Wenn man dieses Angebot mit dem von einem seiner entfernten Verwandten in Deutschland vergleicht, fällt zunächst mal eines auf: Da gibt es nichts zu vergleichen. Die App von Deutschlandradio, von der hier kurz die Rede sein soll, ist das moderne Gegenstück eines Volksempfängers. Es sieht schick aus, aber man kann nur drei Kanäle haben. Und die nur live. Und alles, was die ARD im Rahmen ihrer Mediathek anbietet, ist schwierig zu navigieren.
Das ist nicht die Schuld der Designer, die für die Öffentlich-Rechtlichen arbeiten. Denn sie werden massiv von den Auflagen aus dem politischen Deutschland gehandikapt.
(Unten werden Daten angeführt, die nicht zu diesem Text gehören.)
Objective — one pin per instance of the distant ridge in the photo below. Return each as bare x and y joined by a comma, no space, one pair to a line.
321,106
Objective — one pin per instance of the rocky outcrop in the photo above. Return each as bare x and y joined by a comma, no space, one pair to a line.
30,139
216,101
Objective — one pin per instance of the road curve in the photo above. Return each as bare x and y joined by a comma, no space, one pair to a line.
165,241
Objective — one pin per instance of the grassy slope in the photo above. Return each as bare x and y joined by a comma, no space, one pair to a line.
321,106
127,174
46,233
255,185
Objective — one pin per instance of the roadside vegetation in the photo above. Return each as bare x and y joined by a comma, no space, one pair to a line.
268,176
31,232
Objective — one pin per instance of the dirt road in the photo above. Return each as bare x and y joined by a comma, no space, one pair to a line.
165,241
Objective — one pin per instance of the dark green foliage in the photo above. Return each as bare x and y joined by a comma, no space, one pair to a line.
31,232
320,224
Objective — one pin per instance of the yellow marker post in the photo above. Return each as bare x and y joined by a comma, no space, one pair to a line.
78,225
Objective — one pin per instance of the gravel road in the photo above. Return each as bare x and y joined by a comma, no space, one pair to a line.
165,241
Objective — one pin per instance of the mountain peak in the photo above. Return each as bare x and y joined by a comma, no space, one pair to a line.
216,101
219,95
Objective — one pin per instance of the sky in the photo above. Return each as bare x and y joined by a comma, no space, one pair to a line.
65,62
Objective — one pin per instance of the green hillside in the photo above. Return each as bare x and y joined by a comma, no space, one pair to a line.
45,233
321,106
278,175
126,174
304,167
Die Printverlage, die so etwas wie den Alleinvertretungsanspruch auf Online- und Mobilgeräteinformationen erheben, haben dafür gesorgt, dass der deutsche Radiokonsument nichts Besonderes für das Geld bekommt, das er bereits in Form von Gebühren bezahlt hat.
Dass es in den USA ganz anders läuft, dass Radioredaktionen Fotos und sogar Videos einsetzen, um ihre Berichte zu illustrieren und zu vertiefen, ja, dass sie überhaupt über den Tellerrand der ausgestrahlten Beiträge hinausblicken, ist nichts anderes als Teil ihrer Überlebensstrategie. Public Radio in den Vereinigten Staaten ist seit seiner Gründung Anfang der siebziger Jahre auf die Gunst der Hörer angewiesen. Das Programm zu empfangen, kostet nichts. Und das gilt natürlich auch für die digitalen Vermittlungswege. Im Gegenzug laufen alle vier Monate sogenannten “Pledge Drives”, in denen die Programmmacher jeweils tagelang die normalen Sendungen unterbrechen und um Spenden bitten. Zusätzlich werden Stiftungen um Unterstützung gebeten und privatwirtschaftliche Unternehmen eingeladen, sich an der Finanzierung zu beteiligen.
Wirtschaften kann der Betrieb mit knapp 200 Millionen Dollar im Jahr, was reicht, um eines der größten Korrespondentennetzwerke zu unterhalten. Mit Büros in den USA und in vielen Ländern der Welt. Der konstant hohe Informationsgehalt der überwiegend in Magazinformaten produzierten Sendungen wie Morning Edition und All Things Considered hat landesweit für ein wachsendes Publikum gesorgt, das inzwischen – im Wochentakt berechnet – bei über 20 Millionen Hörern liegt. Das Durchschnittsalter liegt bei knapp 50. Ihr Haushaltseinkommen liegt weit über dem amerikanischen Schnitt.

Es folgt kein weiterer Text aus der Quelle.